Walt Disney Co. (NYSE: DIS) is in the midst of a management transition. The risks of that have become compounded by the coronavirus outbreak, which could affect traffic to its theme park and cruise line businesses and to theaters that show films produced by its studios.
Disney recently announced that longtime CEO Bob Iger would be replaced by lieutenant Bob Chapek. Iger will stay on as executive board chair until the end of the year. That gives Wall Street some measure of comfort.
Can Streaming Revenue Be a Hedge Against Traditional Disney Sales?
Disney has several businesses that are under siege because of COVID-19. Certainly its theme parks, which produced $7.3 billion of Disney’s $20.9 billion in the most recent quarter. They were a staggering $2.3 billion of total operating income.
The risk, therefore, in this segment is extreme. Disney has closed its parks in Shanghai, Hong Kong and Japan.
The risk of the shuttering of more Disney parks grows as the coronavirus spreads worldwide. It will be impossible for Disney to maintain strong earnings in this quarter. Future quarters are at risk as well.
Disney’s media network business is probably in better shape. These include the cable and broadcasting networks. Among the most visible units in this group are ABC and ESPN. The spread of the virus should not curtail television viewing.
Media network revenue in the past quarter was $7.4 billion. Operating income was $1.6 billion.
That brings the argument around to Disney’s movie studio business. Theater attendance could drop off due to the COVID-19 spread. Because of this risk, MGM and Universal recently delayed the new James Bond movie, “No Time To Die,” from April 10 to November 25. Depending on the duration of the trouble, and whether movie theaters close, Disney has hundreds of millions in ticket sales at risk.
Disney plans to release some major movies soon: “Mulan,” “Black Widow,” “Soul” and “Jungle Cruise.” The box office sales of all of these are at risk.
Disney does have among the strongest portfolio of movie franchises in the world.

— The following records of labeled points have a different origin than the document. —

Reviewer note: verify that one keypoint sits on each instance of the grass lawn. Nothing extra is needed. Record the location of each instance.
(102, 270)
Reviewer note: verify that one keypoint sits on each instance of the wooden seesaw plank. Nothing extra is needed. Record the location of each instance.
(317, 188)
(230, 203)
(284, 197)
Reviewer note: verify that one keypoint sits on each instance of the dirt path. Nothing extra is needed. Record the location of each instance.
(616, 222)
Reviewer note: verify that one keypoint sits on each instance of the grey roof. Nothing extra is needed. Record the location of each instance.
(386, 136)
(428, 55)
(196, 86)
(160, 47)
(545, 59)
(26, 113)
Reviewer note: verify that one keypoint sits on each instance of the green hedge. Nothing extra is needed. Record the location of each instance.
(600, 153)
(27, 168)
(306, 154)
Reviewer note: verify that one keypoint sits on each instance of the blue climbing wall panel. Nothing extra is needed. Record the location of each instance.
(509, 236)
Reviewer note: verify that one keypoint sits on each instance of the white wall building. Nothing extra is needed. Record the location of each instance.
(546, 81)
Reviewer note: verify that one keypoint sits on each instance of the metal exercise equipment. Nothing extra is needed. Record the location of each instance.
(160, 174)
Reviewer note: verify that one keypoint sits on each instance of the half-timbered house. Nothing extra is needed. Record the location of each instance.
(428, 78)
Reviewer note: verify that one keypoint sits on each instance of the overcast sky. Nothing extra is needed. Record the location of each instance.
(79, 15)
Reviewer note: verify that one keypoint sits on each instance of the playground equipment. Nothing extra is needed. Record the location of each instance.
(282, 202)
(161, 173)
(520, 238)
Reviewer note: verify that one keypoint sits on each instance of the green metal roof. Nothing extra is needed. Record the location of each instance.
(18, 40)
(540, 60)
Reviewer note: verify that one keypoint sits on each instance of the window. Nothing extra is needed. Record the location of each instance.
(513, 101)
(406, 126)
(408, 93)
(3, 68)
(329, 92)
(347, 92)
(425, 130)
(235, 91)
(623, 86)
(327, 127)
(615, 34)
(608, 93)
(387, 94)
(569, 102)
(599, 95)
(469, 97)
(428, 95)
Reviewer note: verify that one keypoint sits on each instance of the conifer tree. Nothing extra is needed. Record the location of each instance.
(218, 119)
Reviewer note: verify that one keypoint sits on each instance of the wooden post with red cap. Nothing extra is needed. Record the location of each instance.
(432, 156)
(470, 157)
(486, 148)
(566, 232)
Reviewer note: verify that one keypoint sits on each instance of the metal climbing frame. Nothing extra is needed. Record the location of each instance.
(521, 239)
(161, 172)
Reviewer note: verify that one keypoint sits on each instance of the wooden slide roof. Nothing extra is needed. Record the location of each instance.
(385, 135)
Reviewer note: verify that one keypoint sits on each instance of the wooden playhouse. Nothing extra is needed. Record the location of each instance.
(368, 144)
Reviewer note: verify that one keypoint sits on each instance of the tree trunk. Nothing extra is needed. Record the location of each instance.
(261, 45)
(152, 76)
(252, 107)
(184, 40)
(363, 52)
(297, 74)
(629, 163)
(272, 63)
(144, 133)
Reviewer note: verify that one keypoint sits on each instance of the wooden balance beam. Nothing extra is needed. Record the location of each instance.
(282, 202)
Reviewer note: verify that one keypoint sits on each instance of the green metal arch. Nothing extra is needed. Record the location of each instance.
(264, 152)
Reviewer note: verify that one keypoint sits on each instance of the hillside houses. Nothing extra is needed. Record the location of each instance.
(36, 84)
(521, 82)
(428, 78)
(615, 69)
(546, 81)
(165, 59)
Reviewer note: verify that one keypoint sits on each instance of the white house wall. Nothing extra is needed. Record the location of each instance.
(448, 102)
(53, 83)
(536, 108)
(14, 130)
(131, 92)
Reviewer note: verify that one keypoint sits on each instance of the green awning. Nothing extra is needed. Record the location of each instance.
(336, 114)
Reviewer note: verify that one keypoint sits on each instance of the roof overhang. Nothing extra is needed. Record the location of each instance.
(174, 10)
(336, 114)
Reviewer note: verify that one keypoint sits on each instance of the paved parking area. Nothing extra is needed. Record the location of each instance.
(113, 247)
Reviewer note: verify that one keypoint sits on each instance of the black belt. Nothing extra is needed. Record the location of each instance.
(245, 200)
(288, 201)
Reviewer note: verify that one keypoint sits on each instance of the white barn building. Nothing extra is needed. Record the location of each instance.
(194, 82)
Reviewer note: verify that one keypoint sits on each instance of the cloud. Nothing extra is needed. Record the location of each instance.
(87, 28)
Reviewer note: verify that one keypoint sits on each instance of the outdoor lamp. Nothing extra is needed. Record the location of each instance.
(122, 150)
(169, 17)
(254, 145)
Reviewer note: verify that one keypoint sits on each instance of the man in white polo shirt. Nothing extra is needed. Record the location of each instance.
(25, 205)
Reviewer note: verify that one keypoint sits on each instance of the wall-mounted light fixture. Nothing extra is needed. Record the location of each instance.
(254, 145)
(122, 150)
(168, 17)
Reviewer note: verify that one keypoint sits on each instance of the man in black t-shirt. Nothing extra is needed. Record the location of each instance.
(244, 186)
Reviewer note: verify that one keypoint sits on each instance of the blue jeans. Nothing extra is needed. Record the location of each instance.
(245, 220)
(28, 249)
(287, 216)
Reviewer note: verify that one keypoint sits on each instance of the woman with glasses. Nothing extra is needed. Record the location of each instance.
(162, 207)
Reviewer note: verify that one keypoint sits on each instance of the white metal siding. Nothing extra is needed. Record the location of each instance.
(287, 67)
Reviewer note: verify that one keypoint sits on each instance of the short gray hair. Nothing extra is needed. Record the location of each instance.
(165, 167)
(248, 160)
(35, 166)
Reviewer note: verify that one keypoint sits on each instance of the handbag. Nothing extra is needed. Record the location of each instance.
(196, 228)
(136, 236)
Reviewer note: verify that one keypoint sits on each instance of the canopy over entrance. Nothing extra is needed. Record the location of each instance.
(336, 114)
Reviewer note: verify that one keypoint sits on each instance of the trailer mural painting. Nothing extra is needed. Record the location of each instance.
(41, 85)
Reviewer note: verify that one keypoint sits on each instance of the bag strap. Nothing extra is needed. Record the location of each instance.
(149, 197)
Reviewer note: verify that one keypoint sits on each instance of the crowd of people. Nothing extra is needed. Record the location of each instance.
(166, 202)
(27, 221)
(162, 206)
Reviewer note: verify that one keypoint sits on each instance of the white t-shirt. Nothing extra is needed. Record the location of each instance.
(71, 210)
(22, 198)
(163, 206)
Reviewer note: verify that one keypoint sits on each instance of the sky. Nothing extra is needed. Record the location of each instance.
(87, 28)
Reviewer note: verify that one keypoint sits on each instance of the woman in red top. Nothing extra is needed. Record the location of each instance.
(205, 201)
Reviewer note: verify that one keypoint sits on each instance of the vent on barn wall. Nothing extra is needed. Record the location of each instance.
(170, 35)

These include Star Wars, Pixar and Marvel. Disney paid billions of dollars for these franchises.
Disney shelled out $7.4 billion in 2006 for Pixar. It paid $4.2 billion for Marvel Entertainment in 2009. Disney bought Lucasfilm, the creator and producer of the Star Wars franchise, for $.41 billion in 2012. These buyouts, and the recent purchase of most of 21st Century Fox for $71.3 billion last year, are the cornerstone of Iger’s legacy.
The New Disney World of Streaming, Netflix and Amazon Challenges
Iger’s last major bet before he left the CEO job was Disney+, the company’s competitor to Netflix, Amazon Prime and a number of other, smaller video streaming services. Disney’s gamble is that if it takes Pixar, Marvel, Star Wars and Disney films off the other large streaming services, consumers will subscribe to Disney+ to have access to them. Because of the age demographics of the franchises, which range from older adults to young children, this may work.
What is Disney up against? Netflix Inc. (NASDAQ: NFLX) has a brand that is a decade old and over 150 million subscribers around the world. It also produces programming of its own that is not available on any other streaming service.
The Amazon.com Inc. (NASDAQ: AMZN) model is similar to Netflix’s model. It has one huge advantage, however. Amazon Prime video is tethered with free shipping of items bought on Amazon, special sales and music streaming.
Amazon can market Prime to tens of millions of customers through its own e-commerce portal. Amazon has well over 100 Prime members worldwide, although it does not disclose the figure.
Disney has priced Disney+ below its two rivals. A monthly subscription is $6.99. Prime is priced at $12.99 a month, although many people take the annual package at $119. The Netflix “standard” plan is also $12.99 a month.
The challenge Disney has in the streaming space is that consumers will only take a modest number of streaming services. Added together, three services can cost $40 a month. People’s time is limited enough that the hours of programs begin to overflow the amount of time people can spend watching.
Does Disney+ have enough unique programming to take market share from its larger rivals? That is the primary question about whether it can become viable.
Recent estimates are that Disney+ has 30 million subscribers, but some are bundled with other services. The most visible of these is with Verizon. How many of those people will keep the service when it is unbundled?
The most optimistic forecast for Disney+ is that it will have 60 million to 90 million subscribers by 2025. That forecast comes from Disney itself.
Disney+ and Covid-19
Disney has two edges if the coronavirus spreads. The first is its network business. The second is Disney+.
Neither is likely to offset a long period when its theme parks are closed. They are simply too large a part of Disney’s business.
And Disney’s revenue risk is compounded by the chance that movie theaters in some parts of the world may be closed at the same time Disney releases blockbusters.